The above embodiments are only for illustrating the technical idea of the present invention, and the protection scope of the present invention is not limited thereto, and any modification made on the basis of the technical scheme according to the technical idea of the present invention falls within the protection scope of the present invention.

Claims

1. The large data text mining system of the call center comprises a data writing-in end (10), a data storage end (20), a retrieval identification end (30) and a client mobile end (40), and is characterized in that the data writing-in end (10) comprises a data identification module (11) for basically qualifying data by adopting a C4.5 algorithm, judging the data belonging to the type of data, and transmitting the data to a storage selection module (12) of the corresponding large class according to the type of the data judged by the data identification module (11);

the data storage end (20) is a plurality of storage hardware (25) of a call center, a certain number of feature storage spaces (251) are divided in the storage hardware (25) according to different types of features of data, the data storage end comprises a data mining module (23) which uses a TF-IDF algorithm to extract features in a newly input data text, refine types of data, store the data in the feature storage spaces (251) corresponding to the refined features in a hardware server, a distinguishing storage module (21) which uses a mode of combining a decision tree algorithm with a K-Mean algorithm to extract data extraction modules (22) which are stored in the corresponding feature storage spaces (251) and meet search requirement data, uses an Apriori association algorithm to mine associated data possibly with required features in the whole large class of the same storage hardware (25), and can continuously extract secondary associated data in other storage hardware (25), the blood-filter algorithm is adopted to judge the similarity of the associated and the secondary associated data and the data extraction modules (22) firstly extract the data, and the data with lower similarity is removed;

the retrieval recognition end (30) comprises a voice recognition module (31) capable of supporting voice conversion into text, and a text translation module (32) capable of supporting each language conversion;

the client mobile terminal (40) comprises a style identification module (41) for analyzing preference bias of the client for data, and a data pushing module (42) for pushing preference data suitable for the client.
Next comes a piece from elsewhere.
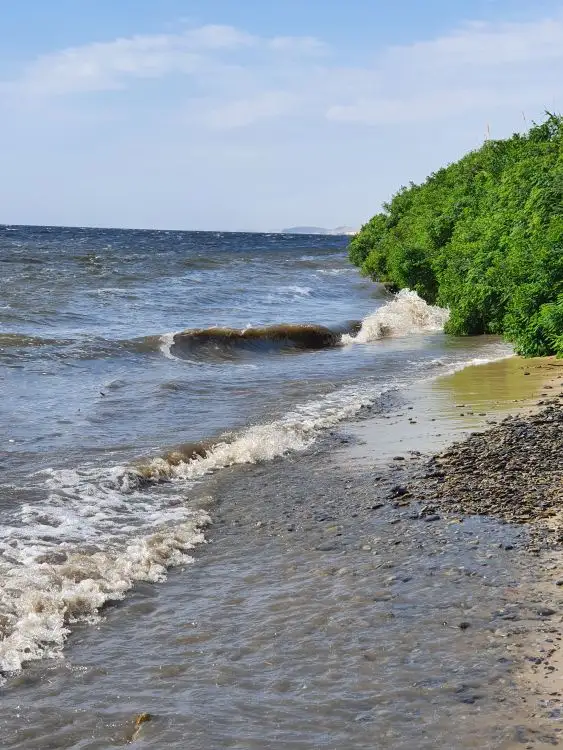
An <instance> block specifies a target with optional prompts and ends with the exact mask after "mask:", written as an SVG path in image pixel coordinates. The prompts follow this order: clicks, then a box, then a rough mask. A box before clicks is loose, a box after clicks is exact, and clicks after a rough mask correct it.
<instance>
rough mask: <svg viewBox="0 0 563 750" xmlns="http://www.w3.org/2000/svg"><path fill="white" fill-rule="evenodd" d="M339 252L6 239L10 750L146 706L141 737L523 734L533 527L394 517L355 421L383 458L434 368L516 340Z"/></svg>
mask: <svg viewBox="0 0 563 750" xmlns="http://www.w3.org/2000/svg"><path fill="white" fill-rule="evenodd" d="M0 231H1V230H0ZM345 242H346V240H345V239H344V238H326V237H322V238H319V237H302V236H299V237H289V236H279V235H225V234H221V233H181V232H180V233H170V232H126V231H114V230H66V229H65V230H61V229H56V228H16V230H15V231H11V232H9V233H8V236H5V237H3V238H1V239H0V261H1V262H2V264H3V268H4V269H5V271H6V272H5V274H4V276H3V277H2V279H1V281H0V285H1V286H0V289H1V292H2V295H1V300H0V303H1V304H0V379H1V382H2V389H3V390H2V394H3V396H4V398H3V399H2V401H1V403H0V409H1V412H2V414H1V416H2V422H1V424H2V427H1V429H2V434H0V449H1V452H0V467H1V468H2V472H3V475H2V485H1V486H0V524H1V525H0V573H1V579H0V629H1V634H2V640H0V663H1V669H2V674H3V680H4V684H3V686H2V688H1V689H2V691H3V699H4V700H3V706H4V709H5V711H4V713H3V716H2V719H1V721H2V730H1V731H2V736H3V743H4V744H3V746H5V747H19V748H32V747H37V748H48V747H57V748H59V747H60V748H63V747H68V748H71V747H72V748H75V747H76V748H102V747H104V748H105V747H113V746H119V745H120V744H123V743H124V742H125V741H126V740H127V739H128V738H131V736H132V732H133V728H132V721H133V716H134V714H136V713H138V712H140V711H148V712H150V713H151V714H154V716H153V719H152V721H150V722H147V723H146V724H143V725H142V727H141V728H140V730H139V733H138V737H137V738H136V740H135V742H136V743H137V744H138V745H139V746H143V745H144V746H147V747H161V746H162V747H165V746H172V747H178V748H184V747H194V748H199V747H202V748H203V747H240V748H242V747H244V748H247V747H264V746H267V747H278V746H279V747H282V746H283V747H295V748H308V747H311V748H312V747H328V748H330V747H342V746H350V747H352V746H353V747H358V748H360V747H368V746H369V747H373V746H374V742H376V744H377V746H378V747H389V748H395V747H399V748H400V747H405V748H407V747H413V746H414V744H413V743H415V744H416V743H418V744H416V746H417V747H444V748H447V747H448V748H449V747H453V746H455V747H459V748H464V747H475V746H478V747H483V748H485V747H491V748H492V747H504V745H502V744H500V743H504V742H509V741H511V739H510V738H511V737H513V735H514V731H516V730H514V721H512V722H511V721H510V720H509V716H508V714H507V713H506V711H505V709H504V706H505V705H507V706H508V705H512V704H511V703H510V701H511V700H513V698H511V695H510V691H509V689H508V685H509V682H510V676H509V671H508V668H509V666H510V663H509V662H508V661H507V657H506V654H505V652H504V650H503V649H504V645H503V643H502V642H501V641H499V639H498V638H495V637H493V636H491V633H493V634H494V630H495V629H498V628H496V624H495V623H496V619H497V618H498V617H501V615H498V614H495V612H496V611H497V609H498V607H499V602H502V601H504V600H505V599H506V598H507V597H506V596H505V592H506V591H513V590H515V589H518V588H519V587H520V586H524V584H525V582H526V581H527V580H528V578H529V577H530V576H531V575H532V573H531V572H530V571H531V567H530V566H528V567H527V562H526V560H525V556H522V557H519V558H518V561H515V559H514V557H513V556H509V557H507V554H508V553H504V552H499V544H501V542H502V543H503V544H504V543H506V540H509V541H511V542H515V543H516V544H518V545H519V544H520V537H518V534H519V533H523V532H517V531H515V530H511V529H508V528H507V527H501V526H498V525H497V524H495V523H492V522H485V521H481V522H477V521H471V522H470V521H466V522H464V523H463V524H449V522H447V521H442V520H441V521H439V522H437V523H435V524H432V525H430V526H429V525H428V524H424V523H422V522H420V521H418V520H414V519H411V518H409V517H408V511H406V510H404V511H402V510H400V509H397V508H392V507H389V508H384V509H380V510H378V511H377V512H376V511H374V510H372V508H373V506H374V504H375V505H377V502H376V500H377V494H378V492H379V491H380V490H378V486H379V485H377V484H374V480H373V473H372V475H371V476H370V474H369V473H367V474H364V473H362V472H360V471H359V468H358V467H359V463H358V462H356V463H355V464H354V462H350V460H349V455H348V454H345V453H340V452H338V451H337V450H336V448H335V446H338V445H340V443H338V440H339V438H338V436H337V434H333V433H335V432H337V431H338V429H340V426H341V425H343V424H346V423H347V422H348V421H349V420H354V419H356V420H357V419H360V418H361V419H362V420H366V419H367V418H368V417H369V416H370V415H371V416H373V415H375V414H377V415H379V417H380V418H381V419H383V418H384V417H385V416H387V417H389V419H388V420H387V423H386V425H385V427H381V426H380V427H379V428H377V427H376V428H375V429H381V430H383V431H384V433H385V439H384V442H385V444H386V447H387V450H388V449H389V446H391V445H392V444H393V436H394V438H397V436H398V435H399V433H400V429H399V421H398V420H399V417H398V416H397V409H398V408H399V407H400V408H402V407H403V406H405V404H406V401H405V399H407V398H408V397H409V394H414V393H415V391H416V389H417V388H420V387H421V384H422V383H425V382H431V381H432V378H434V377H435V376H437V375H439V374H440V373H445V372H455V371H457V370H460V369H462V368H463V367H465V366H466V365H467V364H468V363H470V362H475V361H477V362H486V361H488V360H494V359H498V358H502V357H506V356H507V355H508V354H509V353H510V349H509V348H508V347H507V346H505V345H504V344H502V343H500V342H499V341H498V340H497V339H495V338H492V337H480V338H474V339H463V340H462V339H453V338H451V337H447V336H445V335H444V334H443V332H442V331H441V327H442V325H443V323H444V320H445V317H446V315H447V313H446V312H445V311H443V310H440V309H437V308H429V307H428V306H427V305H426V304H425V303H424V302H423V301H422V300H420V299H419V298H418V297H416V295H414V294H412V293H403V294H401V295H400V296H399V297H397V298H395V299H392V298H389V297H388V296H386V295H385V293H384V292H383V291H382V290H381V289H380V288H379V287H377V286H376V285H373V284H372V283H371V282H369V281H368V280H366V279H362V278H361V277H359V275H358V274H357V272H356V270H355V269H353V268H352V267H351V266H350V265H349V263H348V261H347V259H346V255H345ZM282 324H283V325H282ZM311 337H312V338H311ZM432 382H433V381H432ZM436 382H438V381H436ZM460 382H461V381H460ZM407 408H408V407H407ZM362 424H368V422H366V421H363V422H362ZM375 424H376V423H375V422H374V423H373V425H375ZM378 424H380V425H381V420H380V422H379V423H378ZM373 425H372V429H373ZM401 429H402V428H401ZM400 439H402V438H399V440H400ZM334 441H336V442H334ZM382 453H384V451H382ZM386 455H387V454H386ZM372 458H373V451H372ZM372 465H373V461H372ZM385 471H386V472H387V471H389V472H391V473H390V475H389V476H391V477H394V476H395V474H394V472H396V471H398V469H397V467H395V468H394V469H393V470H392V469H386V470H385ZM381 491H382V492H383V490H381ZM374 498H375V499H374ZM210 523H211V526H210V527H208V525H209V524H210ZM477 539H478V541H479V543H478V544H476V541H477ZM206 540H207V541H208V542H210V544H207V545H206V544H205V541H206ZM509 558H510V559H509ZM194 560H195V562H194ZM509 562H510V565H509V564H508V563H509ZM156 584H159V585H156ZM468 618H469V619H471V621H472V624H471V628H470V629H468V630H460V628H459V627H458V625H459V622H458V620H459V621H460V622H461V621H464V620H465V619H468ZM444 622H447V623H448V624H447V625H444V624H443V623H444ZM491 628H492V630H491ZM22 667H23V668H22ZM498 695H502V700H503V703H502V704H501V703H499V701H498V699H497V698H498ZM452 737H455V742H454V741H452ZM475 738H479V742H480V744H478V745H475V744H471V743H473V742H475ZM452 742H453V744H452ZM495 743H496V744H495ZM507 746H508V745H507Z"/></svg>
2. A call center big data text mining system according to claim 1, characterized in that said speech recognition module (31) employs commercially available sophisticated speech recognition software for recognizing talking information during a call and converting it into text information, and said text translation module (32) uses sophisticated translation software adapted to serve overseas clients.

3. A call centre big data text mining system according to claim 1, characterized in that the style recognition module (41) counts the information types of its preferences by means of a customer's search.

4. A call centre big data text mining system according to claim 1, characterized in that the data pushing module (42) pushes the appropriate data for the customer by its data preferences.